There are other findings in this paper that might make more sense when seen through the lens of the qualitative findings paper (Bennett et al., 2013). Feedback from the nurses involved suggested that, whilst they already felt competent in problem-solving techniques, they did not feel that the half-day training in motivational interviewing (MI) skilled them up adequately and hence they did not make much use of the MI approach. It is not possible to review the Bennett et al (2013) paper here but suffice to say that if nurses are to be expected to manage the care of patients with major depression with psychological therapy techniques, they perhaps need more training and ongoing consolidation of that training, which in time will prove to be cost-effective.
My sense is that, if the authors had been able to present the quantitative and qualitative data together in a larger paper, a more rounded and more readily interpretable piece of research would be here for discussion; certainly this paper adds to the case made by Greenhalgh and colleagues to the British Medical Journal regarding the value of qualitative research.
What this paper gives us is a large, easily generalisable trial of a feasible primary care approach to helping individuals to manage the considerable mental and functional burdens of major depression.

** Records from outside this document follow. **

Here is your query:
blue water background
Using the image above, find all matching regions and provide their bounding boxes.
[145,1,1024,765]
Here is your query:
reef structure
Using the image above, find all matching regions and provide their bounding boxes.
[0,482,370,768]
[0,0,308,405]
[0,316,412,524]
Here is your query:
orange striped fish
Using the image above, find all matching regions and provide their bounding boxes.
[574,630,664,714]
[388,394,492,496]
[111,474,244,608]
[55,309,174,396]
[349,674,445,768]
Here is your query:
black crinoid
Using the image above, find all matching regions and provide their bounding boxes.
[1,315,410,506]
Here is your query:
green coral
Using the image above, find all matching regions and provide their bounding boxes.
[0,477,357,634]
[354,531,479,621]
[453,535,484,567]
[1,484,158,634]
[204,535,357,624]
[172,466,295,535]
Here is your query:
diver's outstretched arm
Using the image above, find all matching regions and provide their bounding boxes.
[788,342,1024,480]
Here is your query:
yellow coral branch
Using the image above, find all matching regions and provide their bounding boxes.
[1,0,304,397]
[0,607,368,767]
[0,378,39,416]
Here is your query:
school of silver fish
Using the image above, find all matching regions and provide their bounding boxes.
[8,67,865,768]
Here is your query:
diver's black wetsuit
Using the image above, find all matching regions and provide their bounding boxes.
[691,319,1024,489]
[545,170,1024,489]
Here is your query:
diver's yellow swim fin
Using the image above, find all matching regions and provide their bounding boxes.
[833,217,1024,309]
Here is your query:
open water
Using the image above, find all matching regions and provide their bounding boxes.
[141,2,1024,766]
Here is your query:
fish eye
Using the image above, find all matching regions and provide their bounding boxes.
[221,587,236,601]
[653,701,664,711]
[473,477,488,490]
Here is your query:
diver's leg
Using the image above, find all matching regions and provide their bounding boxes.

In an NHS increasingly faced with cutbacks and cost-constraints, developing strategies that utilise existing resources is crucial and it is vital that this is done in a scientific rather than reactionary fashion.
Buszewicz M, Griffin M, McMahon EM, Walters K, King M. (2016) Practice nurse-led proactive care for chronic depression in primary care: a randomised controlled trial. Br J Psychiatry. 2016 Apr;208(4):374-80. doi: 10.1192/bjp.bp.114.153312. Epub 2016 Jan 21. [Abstract]
Bennett M, Walters K, Drennan V, Buszewicz M. (2013) Structured pro-active care for chronic depression by practice nurses in primary care: A qualitative evaluation. PLOS ONE, 8(9), e75810.